La Revue Squire

Clause d’earn-out et potestativité à l’examen de la Cour de cassation


Rédigé par Jennifer JUVENAL le 6 Mai 2010


Cass. Com. 19 janvier 2010, n° 08-19.376

Dans un arrêt du 19 janvier 2010, la Chambre commerciale de la Cour de cassation a rappelé les critères d’appréciation du caractère potestatif d’une clause d’earn-out et prononcé, dans les termes suivants, son annulation :

« Attendu qu'en se déterminant par de tels motifs, alors qu'il lui appartenait, pour apprécier si la condition tenant à l'exercice de ses fonctions par M. X... lors de l'approbation des comptes de l'exercice clos le 31 décembre 2003, revêtait un caractère potestatif au sens du texte susvisé (article 1174 du code civil), de rechercher si sa réalisation dépendait de la seule volonté de la société Aon conseil et courtage, la cour d'appel n'a pas donné de base légale à sa décision.

PAR CES MOTIFS (…) CASSE ET ANNULE, mais seulement en ce qu'il a débouté MM. Jacques, Nicolas et Maxime X... et Mme Stella X... de leur demande en annulation de l'acte de vente du 24 juin 1997 et en ce qu'il a statué sur la demande en paiement d'une rémunération formée en application de l'article 7 de cet acte, l'arrêt rendu le 24 juin 2008, entre les parties »

En l’espèce, une société avait cédé l’intégralité de sa participation dans une société anonyme, moyennant le versement d’un prix ferme et la nomination de ses associés en qualité d’administrateurs et pour l’un d’entre eux, président du conseil d’administration dans ladite SA.

L’acte de cession stipulait, en outre, le versement d’un complément de prix proportionnel aux résultats de l’entreprise réalisés entre le moment de la cession et le 31 décembre 2003. Ce complément devant être versé « dès l’approbation des comptes de l’exercice 2003 » et sous la condition que « pour autant que M. X exerce toujours ses fonctions » au sein de cette société.

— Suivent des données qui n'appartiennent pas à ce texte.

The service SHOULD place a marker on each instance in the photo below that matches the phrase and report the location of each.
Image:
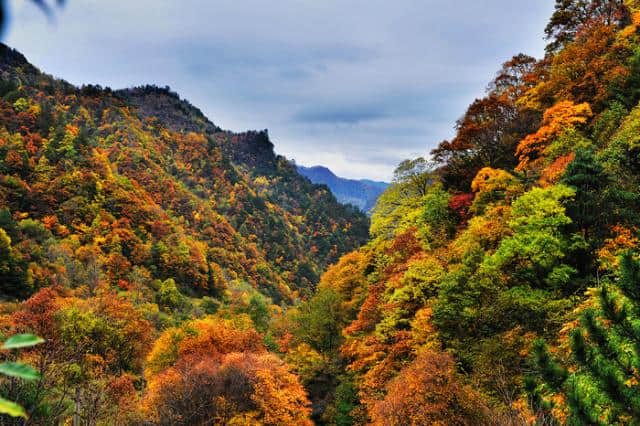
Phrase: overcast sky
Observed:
(355, 85)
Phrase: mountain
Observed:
(192, 202)
(361, 193)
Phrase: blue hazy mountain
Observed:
(361, 193)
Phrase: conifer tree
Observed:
(600, 386)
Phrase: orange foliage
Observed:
(428, 392)
(558, 119)
(622, 239)
(199, 390)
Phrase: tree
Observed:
(240, 387)
(427, 391)
(601, 383)
(535, 151)
(570, 16)
(400, 203)
(17, 370)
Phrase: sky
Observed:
(354, 85)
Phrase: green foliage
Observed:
(603, 388)
(18, 370)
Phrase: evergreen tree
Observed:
(601, 386)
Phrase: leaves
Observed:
(16, 369)
(22, 341)
(11, 408)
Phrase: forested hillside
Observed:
(184, 275)
(360, 193)
(500, 284)
(149, 248)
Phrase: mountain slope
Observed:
(360, 193)
(194, 203)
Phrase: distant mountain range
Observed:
(361, 193)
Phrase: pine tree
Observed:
(603, 386)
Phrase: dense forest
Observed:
(180, 274)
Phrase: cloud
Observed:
(355, 85)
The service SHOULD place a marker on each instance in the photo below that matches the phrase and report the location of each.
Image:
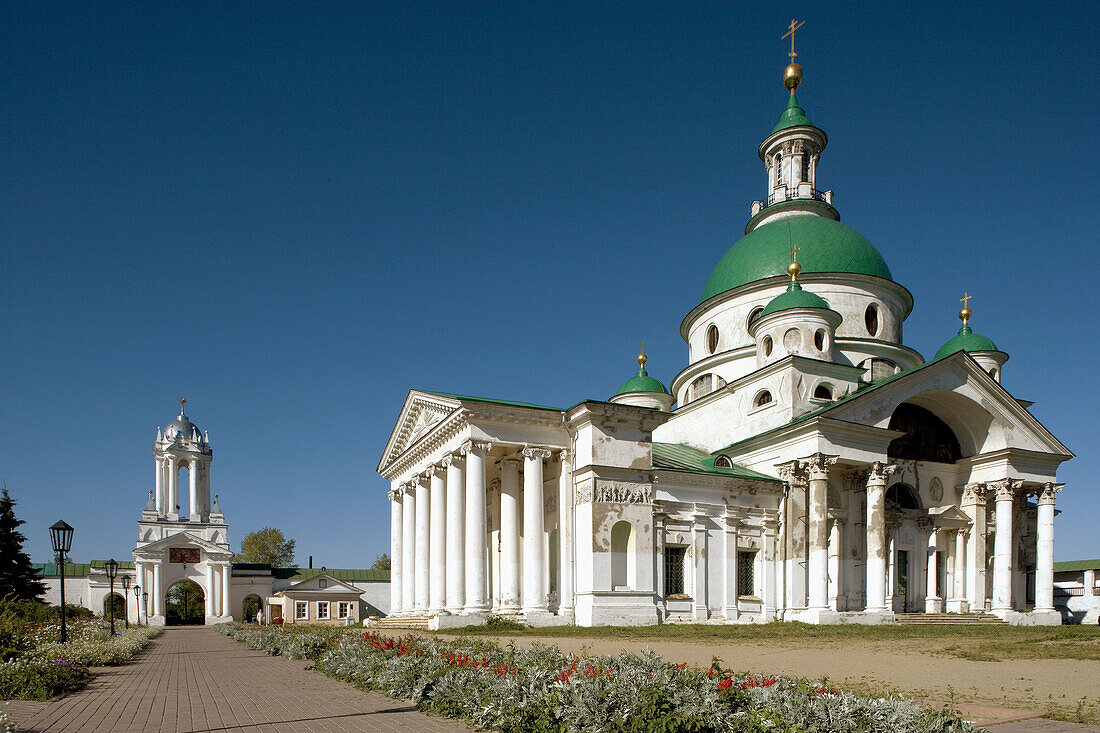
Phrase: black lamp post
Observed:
(61, 537)
(125, 599)
(112, 570)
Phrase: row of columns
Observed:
(439, 527)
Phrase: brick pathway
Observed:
(196, 680)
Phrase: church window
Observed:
(746, 575)
(754, 316)
(871, 319)
(624, 560)
(712, 338)
(674, 557)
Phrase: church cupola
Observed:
(795, 323)
(980, 348)
(644, 391)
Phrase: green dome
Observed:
(792, 117)
(641, 382)
(794, 297)
(824, 245)
(966, 340)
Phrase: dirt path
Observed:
(876, 666)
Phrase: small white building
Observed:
(815, 467)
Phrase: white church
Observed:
(804, 465)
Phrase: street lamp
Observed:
(61, 537)
(125, 599)
(112, 570)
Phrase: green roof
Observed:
(340, 573)
(490, 401)
(966, 340)
(1078, 566)
(824, 247)
(792, 117)
(794, 297)
(642, 382)
(679, 457)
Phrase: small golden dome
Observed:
(792, 76)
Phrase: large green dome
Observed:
(824, 245)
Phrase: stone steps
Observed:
(944, 619)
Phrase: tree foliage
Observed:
(267, 545)
(18, 579)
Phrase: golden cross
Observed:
(791, 29)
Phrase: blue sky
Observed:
(293, 212)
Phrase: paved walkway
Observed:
(196, 680)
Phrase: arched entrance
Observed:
(185, 603)
(252, 604)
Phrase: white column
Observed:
(1002, 545)
(535, 595)
(157, 601)
(877, 535)
(565, 543)
(1044, 548)
(408, 549)
(455, 533)
(932, 592)
(227, 601)
(396, 547)
(422, 539)
(818, 528)
(437, 551)
(476, 567)
(509, 535)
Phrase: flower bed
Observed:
(542, 690)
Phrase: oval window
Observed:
(871, 318)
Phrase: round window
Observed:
(871, 318)
(712, 338)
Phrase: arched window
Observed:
(871, 319)
(624, 560)
(712, 338)
(927, 438)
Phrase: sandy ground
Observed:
(876, 666)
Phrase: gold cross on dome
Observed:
(790, 32)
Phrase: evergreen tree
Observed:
(18, 579)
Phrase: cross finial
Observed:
(790, 32)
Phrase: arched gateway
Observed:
(178, 544)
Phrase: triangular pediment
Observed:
(419, 416)
(182, 539)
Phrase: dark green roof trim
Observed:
(679, 457)
(345, 575)
(1076, 566)
(488, 401)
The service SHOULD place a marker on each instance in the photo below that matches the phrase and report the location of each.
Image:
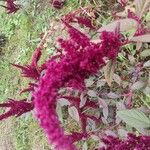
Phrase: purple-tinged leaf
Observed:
(110, 132)
(122, 133)
(73, 112)
(117, 79)
(83, 100)
(145, 53)
(113, 95)
(63, 102)
(142, 6)
(92, 93)
(105, 112)
(85, 147)
(109, 72)
(141, 38)
(125, 25)
(147, 64)
(100, 83)
(91, 125)
(138, 85)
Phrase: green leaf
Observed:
(134, 118)
(141, 38)
(109, 72)
(73, 112)
(145, 53)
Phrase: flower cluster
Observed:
(132, 142)
(17, 108)
(11, 7)
(58, 3)
(80, 59)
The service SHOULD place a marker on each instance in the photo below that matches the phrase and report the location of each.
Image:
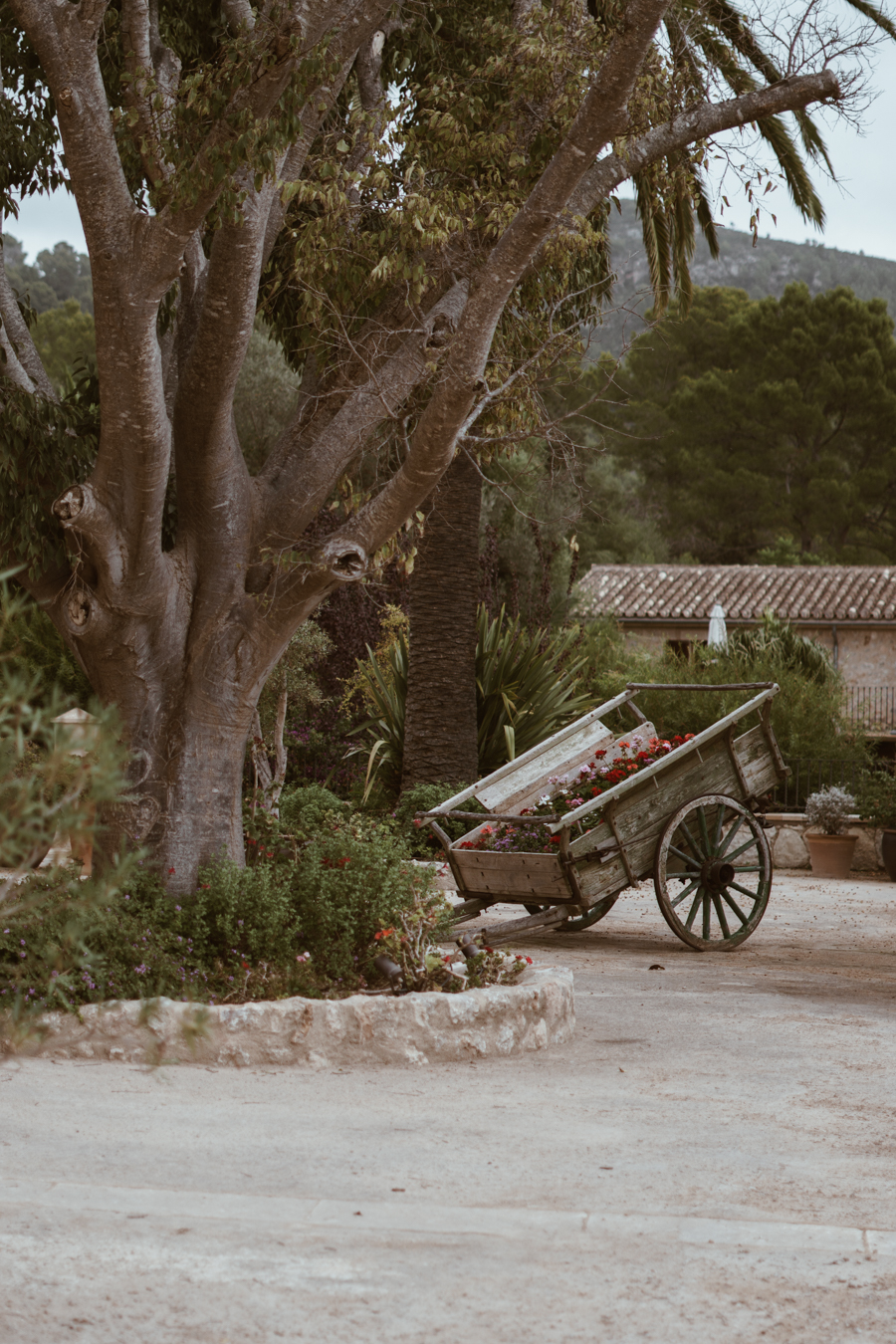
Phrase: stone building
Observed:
(850, 609)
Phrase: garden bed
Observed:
(415, 1028)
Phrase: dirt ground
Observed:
(711, 1160)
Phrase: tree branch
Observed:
(146, 58)
(18, 341)
(603, 113)
(301, 486)
(699, 122)
(427, 456)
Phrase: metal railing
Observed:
(807, 776)
(872, 707)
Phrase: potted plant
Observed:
(831, 851)
(877, 805)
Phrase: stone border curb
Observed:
(414, 1028)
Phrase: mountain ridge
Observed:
(761, 271)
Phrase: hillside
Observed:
(765, 269)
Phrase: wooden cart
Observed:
(688, 818)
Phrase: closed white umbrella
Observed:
(718, 632)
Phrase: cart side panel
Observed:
(514, 875)
(644, 812)
(533, 782)
(530, 782)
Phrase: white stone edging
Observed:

Il était toutefois précisé que notamment en cas de décès, d’incapacité d’exercice de la direction générale dans la société au cours de la période considérée ou de départ volontaire de l’intéressé, le complément de prix serait calculé au prorata temporis de son temps de présence dans la société.

Au cours de cette période, le président du conseil d’administration de la SA a été révoqué de ses fonctions. Ce dernier a alors demandé l’annulation de l’acte de cession et le paiement de provisions à valoir sur le complément de prix.

La cour d’appel a rejeté cette demande au motif que « l’article 1178 du Code civil, qui prévoit que la condition est réputée accomplie lorsque c’est le débiteur, obligé sous cette condition, qui en a empêché l’accomplissement, assure la protection des intérêts du cédant en ce qu’il permet de sanctionner la mauvaise foi éventuelle du cessionnaire ». Ainsi la Cour plaçait l’examen du caractère potestatif d’une clause au moment de sa mise en œuvre et reconnaissait ainsi la possibilité pour le juge de contrôler la loyauté ou au contraire la mauvaise foi du débiteur.

Au cas d’espèce, l’examen de la révocation du président du conseil d’administration devait également s’apprécier au regard du principe d’ordre public de la révocation ad nutum de ce mandataire social. Estimant que cette dernière n’était pas intervenue dans des conditions pouvant porter atteinte à son honorabilité, les juges avaient estimé qu’il ne saurait y avoir de faute dans cette révocation.

Ainsi, dans sa décision du 19 janvier 2010, la Cour de cassation casse la décision de la Cour d’appel au visa de l’article 1174 du code civil lequel prévoit que « Toute obligation est nulle lorsqu'elle a été contractée sous une condition potestative de la part de celui qui s'oblige ».

Une telle décision laisse entendre que la Cour de cassation porte le contrôle de la loyauté des engagements au stade de la formation du contrat et non de sa mise en œuvre, comme le préconise une partie de la doctrine.